If I reboot again without stopping qemu, dhcpcd still fails.  So I don't think this is a Chrome OS issue.  I can manually configure the network interface with `ifconfig eth0 10.0.2.15 netmask 255.255.255.0 up` and then ssh to the VM again.  However, I cannot ping 10.0.2.2 (which is possible when the VM is working normally).  The fact that ssh still works in this setup indicates that two-way data traffic is OK, but something is probably wrong with qemu's internal networking services.

I wondered if random MAC addresses were being used (which might confuse a simple DHCP server that only allocates one IP), but the MAC address does not change from one boot to the next.  It is always 52:54:00:12:34:56.

These are the networking options we are using: -net nic,model=virtio -net user,hostfwd=tcp:127.0.0.1:9222-:22

I'm retesting with a ToT build of qemu.  `kvm --version` reports v2.0.0 from 2014.  Is that what you are using too?

BTW do we really need to start qemu as root?  For me it seems to be working OK as a normal user.

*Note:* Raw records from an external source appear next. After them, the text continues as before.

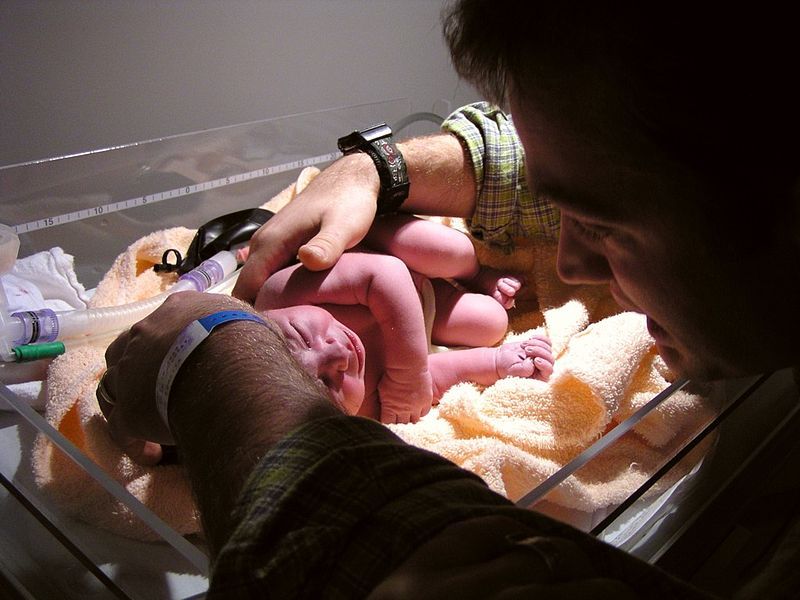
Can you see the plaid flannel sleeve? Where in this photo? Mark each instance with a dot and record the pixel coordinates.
(339, 504)
(505, 207)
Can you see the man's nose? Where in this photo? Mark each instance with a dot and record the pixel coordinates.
(580, 260)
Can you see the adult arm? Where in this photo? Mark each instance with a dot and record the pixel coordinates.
(337, 208)
(385, 286)
(236, 395)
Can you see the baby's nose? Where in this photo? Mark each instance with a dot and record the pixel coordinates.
(335, 356)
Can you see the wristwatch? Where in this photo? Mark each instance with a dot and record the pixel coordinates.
(377, 143)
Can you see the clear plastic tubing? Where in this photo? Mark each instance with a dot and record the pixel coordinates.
(45, 325)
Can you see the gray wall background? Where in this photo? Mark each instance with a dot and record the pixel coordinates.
(78, 75)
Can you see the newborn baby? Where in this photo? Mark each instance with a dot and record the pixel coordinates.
(364, 327)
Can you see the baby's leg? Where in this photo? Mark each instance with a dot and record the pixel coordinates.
(432, 249)
(438, 251)
(465, 318)
(495, 283)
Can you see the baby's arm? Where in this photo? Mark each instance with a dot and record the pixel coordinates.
(531, 358)
(384, 285)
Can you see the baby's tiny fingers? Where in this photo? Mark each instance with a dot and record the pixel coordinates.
(536, 350)
(509, 285)
(544, 367)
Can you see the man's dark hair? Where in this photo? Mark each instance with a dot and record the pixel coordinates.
(712, 85)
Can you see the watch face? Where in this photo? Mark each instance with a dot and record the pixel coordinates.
(394, 160)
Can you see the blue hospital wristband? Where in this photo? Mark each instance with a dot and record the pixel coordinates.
(187, 340)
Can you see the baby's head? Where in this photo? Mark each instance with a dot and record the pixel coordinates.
(326, 349)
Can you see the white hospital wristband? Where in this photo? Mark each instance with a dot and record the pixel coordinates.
(184, 345)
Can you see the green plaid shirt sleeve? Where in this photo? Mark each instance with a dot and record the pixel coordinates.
(505, 207)
(340, 503)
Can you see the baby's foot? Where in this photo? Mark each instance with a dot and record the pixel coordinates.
(496, 284)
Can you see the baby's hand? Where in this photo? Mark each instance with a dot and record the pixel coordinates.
(530, 358)
(404, 397)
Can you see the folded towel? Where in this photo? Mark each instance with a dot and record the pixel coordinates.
(518, 432)
(72, 406)
(513, 434)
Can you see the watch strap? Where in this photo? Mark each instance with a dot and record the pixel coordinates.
(377, 143)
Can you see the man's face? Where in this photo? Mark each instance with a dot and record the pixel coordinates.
(631, 218)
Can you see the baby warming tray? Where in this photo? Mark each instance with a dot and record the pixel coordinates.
(93, 205)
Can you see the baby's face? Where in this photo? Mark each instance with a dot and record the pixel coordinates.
(326, 349)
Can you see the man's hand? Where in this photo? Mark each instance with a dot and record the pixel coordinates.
(133, 361)
(497, 557)
(331, 215)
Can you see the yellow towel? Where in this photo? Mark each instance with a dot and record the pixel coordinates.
(514, 433)
(72, 407)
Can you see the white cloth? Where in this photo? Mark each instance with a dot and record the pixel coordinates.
(46, 279)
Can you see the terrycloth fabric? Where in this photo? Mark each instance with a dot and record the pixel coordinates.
(517, 432)
(72, 406)
(512, 434)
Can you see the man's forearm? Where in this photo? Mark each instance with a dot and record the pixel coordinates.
(441, 177)
(237, 396)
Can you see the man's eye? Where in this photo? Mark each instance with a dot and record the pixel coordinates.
(594, 233)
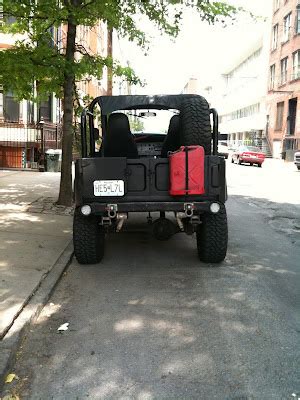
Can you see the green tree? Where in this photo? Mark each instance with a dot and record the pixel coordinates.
(56, 70)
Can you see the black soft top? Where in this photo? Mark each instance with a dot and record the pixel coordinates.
(108, 104)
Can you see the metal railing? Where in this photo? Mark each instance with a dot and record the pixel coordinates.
(24, 146)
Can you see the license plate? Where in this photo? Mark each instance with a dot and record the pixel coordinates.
(109, 188)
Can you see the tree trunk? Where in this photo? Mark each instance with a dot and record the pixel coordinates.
(65, 190)
(109, 54)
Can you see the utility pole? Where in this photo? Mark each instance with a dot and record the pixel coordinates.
(109, 54)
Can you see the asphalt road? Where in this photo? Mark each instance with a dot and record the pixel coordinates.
(152, 322)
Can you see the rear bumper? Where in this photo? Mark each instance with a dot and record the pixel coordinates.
(254, 160)
(198, 207)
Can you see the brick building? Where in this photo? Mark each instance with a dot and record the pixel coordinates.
(22, 135)
(283, 100)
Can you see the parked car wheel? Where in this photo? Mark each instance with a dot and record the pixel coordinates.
(195, 126)
(88, 238)
(212, 237)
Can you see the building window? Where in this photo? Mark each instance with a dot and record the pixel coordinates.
(286, 27)
(45, 110)
(276, 5)
(279, 115)
(283, 70)
(272, 77)
(274, 36)
(296, 65)
(298, 19)
(11, 108)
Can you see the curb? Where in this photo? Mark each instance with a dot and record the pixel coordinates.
(31, 311)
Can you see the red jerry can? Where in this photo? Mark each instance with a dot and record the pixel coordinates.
(187, 171)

Comment 8 by pwang@chromium.org, Sep 19 2017

`kvm --version` reports 'QEMU emulator version 2.0.0 (Debian 2.0.0+dfsg-2ubuntu1.35), Copyright (c) 2003-2008 Fabrice Bellard' in my side.

I also tried to use the src/script/bin/cros_start_vm, which using chroot/usr/bin/qemu-system-x86_64(QEMU emulator version 2.6.0), to start vm, but got the same result. 
ToT qemu (commit a9158a5cba955b79) also lost networking during this test.  So the bad news is that upgrading qemu won't fix it, but the good news is that I can attach to qemu with gdb and debug it with symbols.

I see another problem with OOBE not adjusting to the VM screen resolution, so the system menu (and, more importantly, the power off button) overlap with the buttons at the bottom.  This makes it hard to navigate through the UI, and caused my VM to power off when I was trying to click a button.  Could someone please take a look?
qemu.png
44.2 KB View Download
Labels: -Pri-2 Pri-1
@9 you can resize the window, or navigate with the keyboard only, or use serial console (you don't really need UI to debug network problems).
I don't think I can resize this window.  Also, why does it need all of that extra whitespace if it doesn't fit on the screen?

Keyboard navigation sometimes works, sometimes not.  It is flaky.

Serial console isn't enabled on these images AFAICT.

I do need the UI to debug this problem.  At the minimum I need to get into guest mode and open up a shell.
@11: I just walked to your desk, and you were past OOBE, so you should be good to go.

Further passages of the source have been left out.